The pair celebrated their 25th anniversary as singing partners with a concert at Carnegie Hall in 1983. “Of all the pop baritones who emerged in the shadow of Frank Sinatra, Mr. Lawrence is the one who has kept his voice in the best shape,” said Stephen Holden in a review for The Times. “His renditions of Saturday ballads featured the same velvety smoothness that characterized his singing in the mid-1950s.”
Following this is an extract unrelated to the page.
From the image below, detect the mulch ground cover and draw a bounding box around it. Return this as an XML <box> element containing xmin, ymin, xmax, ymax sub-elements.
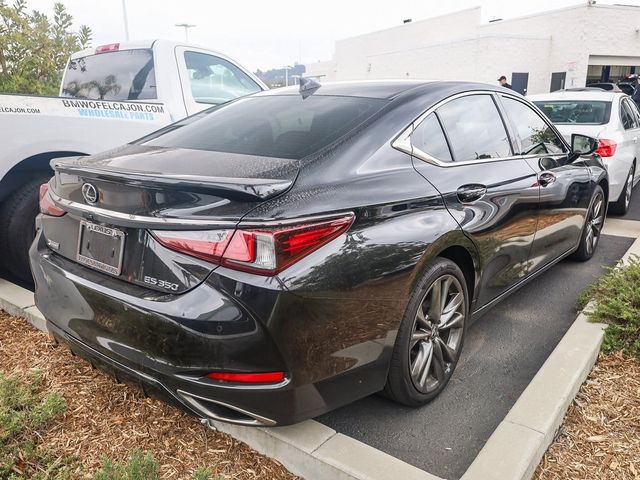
<box><xmin>534</xmin><ymin>353</ymin><xmax>640</xmax><ymax>480</ymax></box>
<box><xmin>0</xmin><ymin>311</ymin><xmax>298</xmax><ymax>480</ymax></box>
They joined Sinatra on his Diamond Jubilee world tour in 1991, traveling through Europe, Asia, Australia and the United States. When Sinatra retired, he gave Mr. Lawrence the book of his arrangements, which were used on the 2003 album “Steve Lawrence Sings Sinatra.”

Steve Lawrence was born Sidney Liebowitz on July 8, 1935 in Brooklyn, one of three children of Max and Anna (Gelb) Liebowitz. His father was a rabbi and house painter.

The Liebowitz boys all had musical talents. At age 8, Sidney was singing in a synagogue choir and at age 12 he was already composing songs. He dropped out of Thomas Jefferson High School before graduating to sing in bars and nightclubs.

He began calling himself Steve Lawrence, the given names of two nephews. He won Arthur Godfrey’s Talent Scouts award at age 15 and sang for a week on Godfrey’s morning radio show.

In 1952, he signed with King Records and released a single, “Poinciana”, which sold 100,000 copies. (Both he and Gorme would have some of his biggest hits with Columbia.) A year later, he was chosen from 50 applicants to be a regular on Steve Allen’s show in New York; He gained greater attention when the show began airing nationally in 1954. He sang with the United States Army Band after being drafted in 1958.

Mr. Lawrence and Mrs. Gorme were married in 1957. They had two sons, Michael and David. Michael died in 1986 from undiagnosed heart disease. Ms Gorme retired in 2009 and died in 2013. Mr Lawrence is survived by his son David, a granddaughter and his brother Bernie. He had lived in Los Angeles for many years.

In their later years, the couple scaled back the touring that had dominated their schedules. But they continued to perform at the Stardust in Las Vegas, Foxwoods in Connecticut and smaller venues.

In 2004, at the Westbury Music Fair on Long Island, where they had played many times, they performed in a theater in the round, dressed to the nines, he in a tuxedo and she in a white sequined caftan. Family photos were projected on giant screens – Eydie as a baby, Steve in his military uniform, photos from his wedding – and the crowd oohed and aahed like proud grandparents.

“We’ve been traveling around the world for forty years, only to end up working on a carousel in Westbury,” Lawrence joked to a Times reporter that year. “If we were good, who knows? Maybe they’d let us play at Fortunoff’s.

They then sang familiar old favorites, “I’ve Got You Under My Skin,” “Mam’selle,” and “Where or When,” while the rapt, aging audience sang and hummed.

Alex Traub contributed with reports.